Hameed F, Goldberg P A, Hall P, Algar U, van Wijk R, Ramesar R
The Colorectal Unit of the Department of Surgery and the Division of Anatomical Pathology, Groote Schuur Hospital and the Universityof Cape Town, Cape Town, South Africa.
Colorectal Dis. 2006 Jun;8(5):411-7. doi: 10.1111/j.1463-1318.2006.00956.x.
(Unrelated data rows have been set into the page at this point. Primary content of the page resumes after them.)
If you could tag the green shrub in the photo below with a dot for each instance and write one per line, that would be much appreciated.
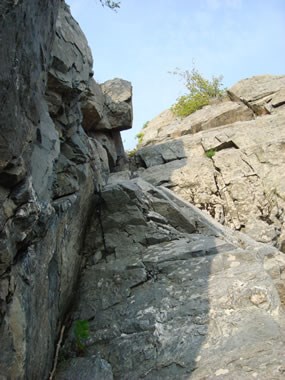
(140, 136)
(201, 91)
(81, 332)
(131, 153)
(145, 124)
(210, 153)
The clinical management of colorectal malignancies that arise via the mismatch repair gene pathway may differ from those that arise from the more common loss of heterozygosity pathway. They respond differently to chemotherapy, have a different prognosis and are associated with a raised incidence of metachronous lesions if a germline mutation is present. Established methods of detecting mismatch repair gene defects require the testing for microsatellite instability. This is expensive and requires specialized molecular biological resources and staff. An immunohistochemical method is attractive because it is far cheaper, and can be performed by most anatomical pathology laboratories. The aim of this study was to determine the incidence of mismatch repair gene defects using immunohistochemistry in a group of patients who were aged < or = 45 years at the time of diagnosis of colorectal cancer and to compare the patient survival and pathological features of tumours with and without mismatch repair gene defects.
One hundred and four patients with colorectal cancer, diagnosed at 45 years or younger between January 1983 and December 2001, who had been managed at Groote Schuur Hospital, were identified from clinical records. Demographic and clinical data was collected from the clinical notes. The pathological reports were reviewed and the original histopathological slides retrieved. New tissue sections were cut from the original paraffin embedded tissue blocks to obtain both normal colonic mucosa and tumour on the same slide. There was insufficient tissue available or poor staining in 11 patients so 93 were available for the study.
The mismatch repair status was detected by antibodies to hMLH1 and hMSH2 gene product using a standard immunohistochemical technique. Fifty-six (60%) of 93 tumours demonstrated normal expression of both hMLH1 and hMSH2 protein. Twenty-five (27%) tumours did not express hMLH1 and 12 (13%) hMSH2 proteins. Comparison of the histopathological features revealed that a greater proportion of tumours with absence of either the hMLH1 or hMSH2 product were right sided, mucinous and poorly differentiated when compared to those that expressed the gene product. There was no detectable difference in overall survival or in survival of patients with Duke's C carcinoma when the groups were separated by the presence or absence of gene product.
This study found that 40% of patients who were < or = 45 years of age at the time of diagnosis of colorectal cancer seen at Groote Schuur Hospital have tumours which are related to the absence of expression of either hMLH1 or hMSH2 genes.
通过错配修复基因途径发生的结直肠恶性肿瘤的临床管理可能与通过更常见的杂合性缺失途径发生的肿瘤不同。它们对化疗的反应不同,预后不同,并且如果存在种系突变,则异时性病变的发生率会升高。检测错配修复基因缺陷的既定方法需要检测微卫星不稳定性。这很昂贵,并且需要专门的分子生物学资源和人员。免疫组织化学方法很有吸引力,因为它便宜得多,并且大多数解剖病理学实验室都可以进行。本研究的目的是使用免疫组织化学确定一组在诊断结直肠癌时年龄≤45岁的患者中错配修复基因缺陷的发生率,并比较有错配修复基因缺陷和无错配修复基因缺陷的肿瘤患者的生存率和病理特征。
从临床记录中识别出1983年1月至2001年12月期间在格罗特·舒尔医院接受治疗的104例45岁及以下诊断为结直肠癌的患者。从临床记录中收集人口统计学和临床数据。审查病理报告并检索原始组织病理学切片。从原始石蜡包埋组织块上切出新的组织切片,以便在同一张载玻片上获得正常结肠黏膜和肿瘤组织。11例患者组织样本不足或染色不佳,因此93例可供研究。
使用标准免疫组织化学技术,通过抗hMLH1和hMSH2基因产物的抗体检测错配修复状态。93例肿瘤中有56例(60%)显示hMLH1和hMSH2蛋白均正常表达。25例(27%)肿瘤不表达hMLH1,12例(13%)不表达hMSH2蛋白。组织病理学特征比较显示,与表达基因产物的肿瘤相比,缺乏hMLH1或hMSH2产物的肿瘤中,右侧、黏液性和低分化肿瘤的比例更高。按基因产物的有无对组进行区分时,总体生存率或杜克C期癌患者的生存率没有可检测到的差异。
本研究发现,在格罗特·舒尔医院诊断为结直肠癌时年龄≤45岁的患者中,40%的患者肿瘤与hMLH1或hMSH2基因表达缺失有关。